Files
gps-denied-onboard/_docs/02_document/tests/blackbox-tests.md
T

7.7 KiB

Blackbox Tests

Positive Scenarios

FT-P-01: Still-Image Frame Center Geolocation

Summary: Validate that the system estimates WGS84 frame centers for the provided 60-image nadir dataset.

Traces to: AC-1.1, AC-1.2, AC-6.3, AC-8.1

Category: Position Accuracy

Preconditions:

  • Offline satellite cache fixture is available for the sample area.
  • Expected results are loaded from input_data/expected_results/results_report.md.

Input data: project_60_still_images, expected_frame_centers

Step Consumer Action Expected System Response
1 Submit AD000001.jpg through AD000060.jpg with height/camera metadata System emits one WGS84 estimate per processed image
2 Compare each estimate to the mapped expected coordinate Per-frame error is reported in meters

Expected outcome: At least 80% of images are within 50 m and at least 50% are within 20 m.

Max execution time: 15 minutes for the 60-image replay on the local replay environment.


FT-P-02: Position Confidence Output Contract

Summary: Validate that every emitted position estimate includes confidence and source-label fields required by the public contract.

Traces to: AC-1.3, AC-1.4, AC-4.4, AC-4.5

Category: Position Confidence

Preconditions:

  • Same fixture setup as FT-P-01.

Input data: project_60_still_images, expected_frame_centers

Step Consumer Action Expected System Response
1 Submit the 60-image replay System emits estimates frame-by-frame, not batched
2 Inspect public output fields Each estimate contains WGS84 coordinate, 95% covariance semi-major axis, source label, and last_satellite_anchor_age_ms
3 Submit a later correction for a prior frame if available System emits updated estimate with timestamp and covariance without corrupting newer estimates

Expected outcome: 100% of emitted estimates include required confidence fields; no horiz_accuracy equivalent under-reports the 95% covariance semi-major axis.
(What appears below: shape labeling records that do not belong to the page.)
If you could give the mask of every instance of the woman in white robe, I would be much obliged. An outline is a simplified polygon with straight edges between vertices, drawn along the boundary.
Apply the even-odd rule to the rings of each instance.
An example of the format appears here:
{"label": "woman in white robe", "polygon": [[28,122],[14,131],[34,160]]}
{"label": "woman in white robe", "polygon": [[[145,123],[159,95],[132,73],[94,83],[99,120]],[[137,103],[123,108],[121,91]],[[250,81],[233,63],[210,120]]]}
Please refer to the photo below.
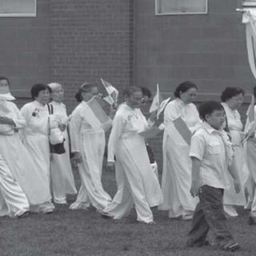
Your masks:
{"label": "woman in white robe", "polygon": [[[10,112],[6,107],[6,101],[12,101],[14,98],[10,94],[9,81],[5,77],[0,78],[0,216],[20,217],[29,210],[29,202],[20,185],[14,177],[11,170],[7,166],[3,156],[1,154],[2,150],[10,150],[12,163],[16,164],[15,155],[9,143],[2,141],[2,138],[14,132],[14,129],[19,126],[19,122],[14,121],[7,117]],[[6,150],[5,150],[6,151]],[[17,152],[16,152],[17,154]],[[16,159],[15,159],[16,160]]]}
{"label": "woman in white robe", "polygon": [[226,214],[232,217],[238,216],[238,213],[233,206],[244,206],[246,197],[244,187],[248,179],[249,174],[245,168],[244,150],[242,141],[244,138],[244,133],[242,131],[243,125],[238,109],[241,106],[243,101],[244,91],[238,87],[226,87],[222,94],[222,105],[224,107],[227,129],[231,137],[231,142],[234,148],[233,164],[238,170],[240,182],[243,189],[238,194],[234,191],[232,177],[227,174],[229,188],[224,191],[224,210]]}
{"label": "woman in white robe", "polygon": [[50,83],[51,89],[50,105],[53,113],[58,119],[59,129],[62,131],[65,138],[65,153],[62,154],[52,154],[50,158],[50,178],[53,189],[54,201],[56,203],[66,203],[67,194],[77,194],[75,187],[69,148],[69,137],[67,126],[69,118],[66,114],[66,106],[62,102],[64,99],[64,90],[62,85]]}
{"label": "woman in white robe", "polygon": [[[256,95],[256,86],[254,88],[254,97]],[[256,120],[256,106],[254,106],[254,122]],[[249,125],[249,121],[247,120],[247,124]],[[250,222],[251,223],[256,222],[256,193],[255,193],[255,186],[256,186],[256,134],[254,133],[254,136],[249,138],[246,145],[246,162],[248,166],[248,170],[250,174],[249,183],[250,182],[252,186],[250,201],[248,201],[246,209],[250,210]]]}
{"label": "woman in white robe", "polygon": [[190,194],[192,162],[190,146],[174,125],[178,118],[193,134],[201,120],[192,101],[197,95],[197,86],[190,82],[180,84],[175,90],[175,99],[169,102],[164,111],[166,129],[163,136],[163,170],[162,190],[164,202],[159,210],[169,210],[170,218],[192,218],[198,198]]}
{"label": "woman in white robe", "polygon": [[70,209],[86,210],[92,204],[102,211],[111,201],[102,184],[105,131],[86,103],[98,91],[96,85],[89,83],[82,85],[79,91],[82,102],[72,113],[70,130],[73,161],[78,164],[82,184]]}
{"label": "woman in white robe", "polygon": [[116,158],[118,191],[102,214],[119,219],[129,214],[134,204],[138,222],[154,223],[150,207],[162,203],[162,195],[144,138],[138,134],[149,128],[139,110],[142,93],[139,87],[130,87],[124,96],[126,103],[116,113],[108,143],[108,165],[113,166]]}
{"label": "woman in white robe", "polygon": [[50,89],[46,85],[36,84],[32,86],[31,95],[34,101],[21,109],[26,122],[23,142],[41,177],[40,182],[42,184],[38,184],[43,186],[42,193],[46,193],[48,198],[42,203],[31,206],[30,210],[46,214],[54,209],[50,190],[49,110],[46,106],[50,99]]}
Max execution time: 15 minutes.


FT-P-03: BASALT VIO Replay With Public Synchronized Data

Summary: Validate that BASALT + safety/anchor wrapper can process synchronized camera/IMU data and produce trajectory estimates with calibrated confidence.

Traces to: AC-1.3, AC-2.1a, AC-2.2, AC-4.1, AC-4.2

Category: VO / IMU Propagation

Preconditions:

  • Public synchronized dataset slice is pinned during implementation. Strongest candidates: MUN-FRL, ALTO, EPFL fixed-wing, Kagaru; EuRoC/UZH FPV are proxy-only.
  • Ground-truth trajectory or frame poses are available.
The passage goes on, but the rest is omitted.